Mientras Álvaro la observaba se excitó con la fantasía de que la viuda madura fuera el verdadero fantasma de su madre muerta, pero la excitación cedió cuando la mujer cerró la ducha y recogió la ropa interior de color rojo. El fantasma de su madre jamás se habría vestido así. Entonces volvió la realidad en el modo en que se muestra habitualmente. Los ruidos no procedían de ninguna dimensión paralela y la voz de Álvaro comenzó a salir del interior de su propio cuerpo, como era habitual.

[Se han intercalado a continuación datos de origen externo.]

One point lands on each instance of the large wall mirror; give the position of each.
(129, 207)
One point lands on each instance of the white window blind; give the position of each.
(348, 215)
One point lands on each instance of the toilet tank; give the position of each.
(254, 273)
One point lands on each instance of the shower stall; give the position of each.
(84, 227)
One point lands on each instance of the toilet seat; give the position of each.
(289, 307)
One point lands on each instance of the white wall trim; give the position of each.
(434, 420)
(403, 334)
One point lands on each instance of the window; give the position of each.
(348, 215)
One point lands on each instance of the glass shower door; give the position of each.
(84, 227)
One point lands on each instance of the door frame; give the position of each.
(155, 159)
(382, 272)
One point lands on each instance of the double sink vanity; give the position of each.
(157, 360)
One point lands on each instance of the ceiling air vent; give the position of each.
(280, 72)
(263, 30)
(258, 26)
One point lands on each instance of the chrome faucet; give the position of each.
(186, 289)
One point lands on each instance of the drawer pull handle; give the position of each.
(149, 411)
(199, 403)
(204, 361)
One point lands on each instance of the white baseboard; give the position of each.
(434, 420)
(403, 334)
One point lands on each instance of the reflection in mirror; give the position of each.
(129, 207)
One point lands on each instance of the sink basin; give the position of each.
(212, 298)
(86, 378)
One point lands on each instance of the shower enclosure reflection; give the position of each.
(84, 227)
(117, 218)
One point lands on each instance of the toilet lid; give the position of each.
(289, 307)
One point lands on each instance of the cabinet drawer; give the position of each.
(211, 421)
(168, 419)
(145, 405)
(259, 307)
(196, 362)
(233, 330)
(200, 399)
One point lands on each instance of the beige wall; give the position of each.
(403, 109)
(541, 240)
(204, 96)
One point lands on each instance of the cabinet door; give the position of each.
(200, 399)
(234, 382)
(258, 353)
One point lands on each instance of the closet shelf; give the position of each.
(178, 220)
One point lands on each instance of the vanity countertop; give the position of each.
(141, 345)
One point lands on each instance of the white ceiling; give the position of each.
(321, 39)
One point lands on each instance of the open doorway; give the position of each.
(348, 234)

Eso, en cierto modo, facilitó las cosas, pues comprendió que resultaba más fácil entenderse con una puta que con un fantasma.

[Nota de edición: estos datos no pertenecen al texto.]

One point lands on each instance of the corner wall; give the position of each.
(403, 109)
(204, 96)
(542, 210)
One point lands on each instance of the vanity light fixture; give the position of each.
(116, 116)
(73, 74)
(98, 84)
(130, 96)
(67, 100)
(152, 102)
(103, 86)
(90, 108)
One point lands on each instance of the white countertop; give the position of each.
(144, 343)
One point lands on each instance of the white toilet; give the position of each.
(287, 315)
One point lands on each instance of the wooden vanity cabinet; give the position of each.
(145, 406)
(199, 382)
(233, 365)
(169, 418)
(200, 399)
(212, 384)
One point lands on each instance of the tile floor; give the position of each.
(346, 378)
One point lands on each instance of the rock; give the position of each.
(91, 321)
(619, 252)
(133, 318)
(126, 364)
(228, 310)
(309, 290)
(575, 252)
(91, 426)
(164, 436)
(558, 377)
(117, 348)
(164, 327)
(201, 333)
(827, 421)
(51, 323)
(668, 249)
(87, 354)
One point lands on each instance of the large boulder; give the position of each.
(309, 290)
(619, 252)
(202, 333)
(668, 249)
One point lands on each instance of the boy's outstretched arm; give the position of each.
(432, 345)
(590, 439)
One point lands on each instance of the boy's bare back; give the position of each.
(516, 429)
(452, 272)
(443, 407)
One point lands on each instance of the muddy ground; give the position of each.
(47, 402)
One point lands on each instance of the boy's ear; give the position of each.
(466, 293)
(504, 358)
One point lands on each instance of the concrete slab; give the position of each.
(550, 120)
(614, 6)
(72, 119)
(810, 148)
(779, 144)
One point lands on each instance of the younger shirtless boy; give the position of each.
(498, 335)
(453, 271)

—Sécate la cabeza si quieres —dijo—, estaré en el salón.

Mientras escuchaba el zumbido del secador y reflexionaba sobre el cuidado con el que la mujer había depositado su abrigo negro —su uniforme— sobre el respaldo de la silla, se arrepintió de haberla llamado y supo que no habría penitencia capaz de perdonarle aquel pecado, así me lo diría, en esos términos tan curiosamente cristianos en un joven escritor descreído.

La viuda madura comprendió que su trabajo había terminado, pero se sentó a su lado, en ropa interior, y encendió un cigarrillo, como con miedo a no haberse ganado el sueldo.

—No eres viuda, ¿verdad? —dijo él.

—Como si lo fuera.

—No te preocupes, tampoco yo soy huérfano.

—Pues es un alivio. ¿A qué te dedicas?

—Soy escritor —dijo Álvaro, e inexplicablemente se le saltaron las lágrimas como a Luz Acaso cuando le había dicho que era viuda.

—Conozco a otro escritor que se echa a llorar por nada también. Sois unos flojos.

—No es que seamos flojos —respondió él reprimiendo el llanto—, es que la vida nos debe algo que no nos da.

—Para problemas, los míos, cariño. Tengo una hija mayor en Francia que no sabe a lo que me dedico.

—¿Y qué hace en Francia?

—Estudia Farmacia. Si estuviera en España, tarde o temprano averiguaría a qué se dedica su madre. La he tenido desde pequeña en internados, gastándome una fortuna. Así que no llores porque la vida te debe no sé qué.

—¿Y a qué cree tu hija que te dedicas?

—Cree que vendo joyas, ya ves tú. Si yo fuera escritora, escribiría de cosas reales, como la de tener en Francia una hija convencida de que su madre vende joyas. He tenido que aprenderme las diferencias entre los rubíes y los diamantes. ¿Las conoces?

—No —dijo Alvaro.

Entonces la viuda madura le dio una verdadera lección de minerales cristalizados y piedras preciosas mientras dejaba escapar volutas de humo en dirección al techo. En algún momento, para referirse al rubí, utilizó la palabra carbunclo, o carbúnculo, con cuya pronunciación parecía disfrutar como si moviera un dulce dentro de la boca.

—Se dice de las dos formas —añadió—, carbunclo y carbúnculo, pero a mí me gusta más carbunclo.

—Parece una enfermedad —dijo él.

—Pues no es una enfermedad, ya ves tú. No me amargues la noche.

La viuda madura apagó el cigarro, recogió el dinero, pidió ella misma un taxi por teléfono, y mientras se ponía la falda negra y el jersey negro continuó dándole lecciones básicas de joyería. Alvaro me diría luego que había envidiado la honradez con la que se había documentado aquella mujer para engañar a su hija. Él jamás se habría documentado de ese modo para hacer más verosímil una novela, por lo que se preguntó quién era más puta de los dos, si la viuda madura o él.

Cuando se quedó solo, regresó el miedo al fantasma, por lo que se quedó a dormir en el sofá y cogió un poco de frío.